Dunkle Vergangenheit bleibt präsent
Diese französisch-deutsche Harmonie zwischen den Eisenbahnen ist nicht selbstverständlich. Das erfuhr der Verfasser dieser Zeilen bei einer Jubiläumsveranstaltung beider Bahnen in Paris. Im kleinen Kreis fragte ein Franzose seine Kolleginnen und Kollegen von der SNCF: „Erinnert Ihr Euch noch an die Anfänge? Als es hieß, wir machen jetzt mit den Deutschen gemeinsamen Bahnverkehr? Da haben doch viele von uns protestiert! Die Deutschen haben Frankreich im Krieg überfallen, heute drücken sie uns wirtschaftlich an die Wand, mit denen werde ich niemals arbeiten! Da mussten doch einige von uns geradezu zwangsdelegiert werden in den gemeinsamen Planungsstab mit der deutschen Bahn.“ Und auch auf deutscher Seite gab es Zweifel: Sind die Franzosen denn genügend diszipliniert und zuverlässig? Da wird doch immer gestreikt, die denken immer an Urlaub und Mittagspause…
Zum Glück für beide Seiten scheinen diese Bedenken der Anfangszeit überwunden. Doch es bleibt natürlich der Ballast der Geschichte. Zum Beispiel in der Gemeinde Portes-lès-Valence nahe Lyon. Während des 2. Weltkriegs blieb zwar die französische Staatsbahn formell ein eigenständiges französisches Unternehmen. Doch es unterstand den militärischen Vorgaben der deutschen Wehrmacht, auf den Geländen der Bahn-Depots führten deutsche Okkupanten das Wort.

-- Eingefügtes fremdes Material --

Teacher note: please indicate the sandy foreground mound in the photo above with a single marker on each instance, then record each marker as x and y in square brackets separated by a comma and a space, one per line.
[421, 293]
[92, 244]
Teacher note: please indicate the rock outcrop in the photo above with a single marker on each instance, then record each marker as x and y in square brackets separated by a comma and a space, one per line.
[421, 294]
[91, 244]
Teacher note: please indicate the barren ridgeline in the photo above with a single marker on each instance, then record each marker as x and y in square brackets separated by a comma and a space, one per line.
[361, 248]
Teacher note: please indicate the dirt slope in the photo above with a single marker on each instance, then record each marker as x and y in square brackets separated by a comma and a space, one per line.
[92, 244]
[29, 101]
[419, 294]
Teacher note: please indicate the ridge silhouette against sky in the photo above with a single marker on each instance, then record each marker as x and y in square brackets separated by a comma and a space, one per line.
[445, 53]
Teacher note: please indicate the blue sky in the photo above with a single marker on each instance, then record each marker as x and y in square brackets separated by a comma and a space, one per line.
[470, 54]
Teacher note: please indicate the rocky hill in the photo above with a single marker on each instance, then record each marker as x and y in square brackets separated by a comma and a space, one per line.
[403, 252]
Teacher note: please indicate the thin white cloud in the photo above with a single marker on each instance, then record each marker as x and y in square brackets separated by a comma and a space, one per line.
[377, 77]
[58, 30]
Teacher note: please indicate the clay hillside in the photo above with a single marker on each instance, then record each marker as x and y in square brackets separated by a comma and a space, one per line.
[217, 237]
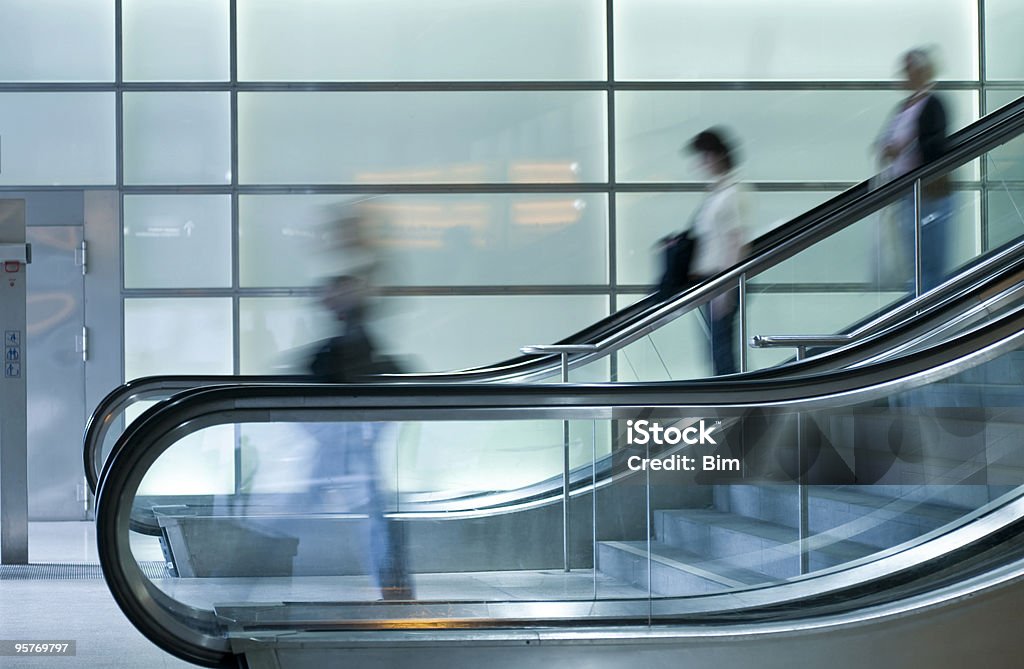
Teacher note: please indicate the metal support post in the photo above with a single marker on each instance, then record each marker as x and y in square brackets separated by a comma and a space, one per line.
[563, 350]
[14, 255]
[742, 322]
[918, 273]
[803, 524]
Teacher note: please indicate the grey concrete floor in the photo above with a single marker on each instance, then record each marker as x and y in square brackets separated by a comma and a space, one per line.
[38, 607]
[79, 609]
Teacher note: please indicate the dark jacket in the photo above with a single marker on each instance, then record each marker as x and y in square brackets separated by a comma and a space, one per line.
[349, 358]
[933, 142]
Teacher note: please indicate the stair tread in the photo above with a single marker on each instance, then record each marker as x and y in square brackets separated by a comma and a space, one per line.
[936, 510]
[844, 549]
[718, 570]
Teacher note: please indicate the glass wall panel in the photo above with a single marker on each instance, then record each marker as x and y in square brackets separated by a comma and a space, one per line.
[56, 139]
[422, 137]
[441, 333]
[1007, 162]
[1006, 216]
[177, 335]
[781, 135]
[179, 137]
[56, 40]
[369, 40]
[177, 241]
[790, 39]
[642, 219]
[175, 40]
[274, 333]
[430, 240]
[1004, 26]
[200, 464]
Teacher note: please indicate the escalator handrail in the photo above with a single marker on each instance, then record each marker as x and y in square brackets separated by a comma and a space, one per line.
[984, 299]
[821, 221]
[163, 620]
[963, 286]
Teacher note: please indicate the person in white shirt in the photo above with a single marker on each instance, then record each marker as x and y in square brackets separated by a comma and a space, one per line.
[913, 135]
[721, 231]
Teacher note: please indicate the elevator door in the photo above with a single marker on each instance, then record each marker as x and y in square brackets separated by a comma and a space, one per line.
[55, 376]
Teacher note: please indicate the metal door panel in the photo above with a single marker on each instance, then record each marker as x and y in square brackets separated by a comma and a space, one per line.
[56, 377]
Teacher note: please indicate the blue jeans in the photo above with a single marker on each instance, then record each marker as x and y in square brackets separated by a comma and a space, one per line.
[936, 218]
[346, 474]
[722, 325]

So war es auch in Valence, einem wichtigen Eisenbahn-Zentrum. Doch es gab Untergrundgruppen des französischen Widerstands, der Résistance. In der Gegend um Valence, Drôme, war besonders die Compagnie Pons aktiv. Ihr Anführer war der 1896 geborene Paul Pons, Enkel eines ehemals dort in der Region gewählten Bürgermeisters und Generalrats. Pons diente während des Ersten Weltkriegs in der Marine und heuerte später bei der Handelsmarine an. Am 7. Juli 1944 verübte die Kompanie Pons gegen Mitternacht ein Bombenattentat auf das Eisenbahn-Depot von Portes-lès-Valence. Es war eine starke Explosion: Gleich acht Lokomotiven wurden außer Betrieb gesetzt. Doch die Bombe tötete auch zwölf Deutsche und die französischen Eisenbahner Albert Benzo, Gabriel Prévot und Victor Kuhn, die qualvoll in den Trümmern eines SNCF-Gebäudes starben.
Am folgenden Tag folgte eine für die damalige Zeit typische Rache der Nazis: Direkt vor dem Depot wurden 30 im nahe gelegenen Gefängnis von Montluc festgehaltene Geiseln erschossen. Über Jahrzehnte hinweg bemühte sich der Sohn eines der gefallenen Eisenbahner, Gérard Prévot, das Gedenken an das Massaker aufrecht zu erhalten. 2019 war er endlich am Ziel. Vor einem Mauerstück, das vom ehemaligen zerstörten Bahndepot in Valence erhalten geblieben war, wurde eine Gedenktafel aufgestellt. Seither gibt es jedes Jahr zum Jahrestag des Dramas eine Gedenkzeremonie.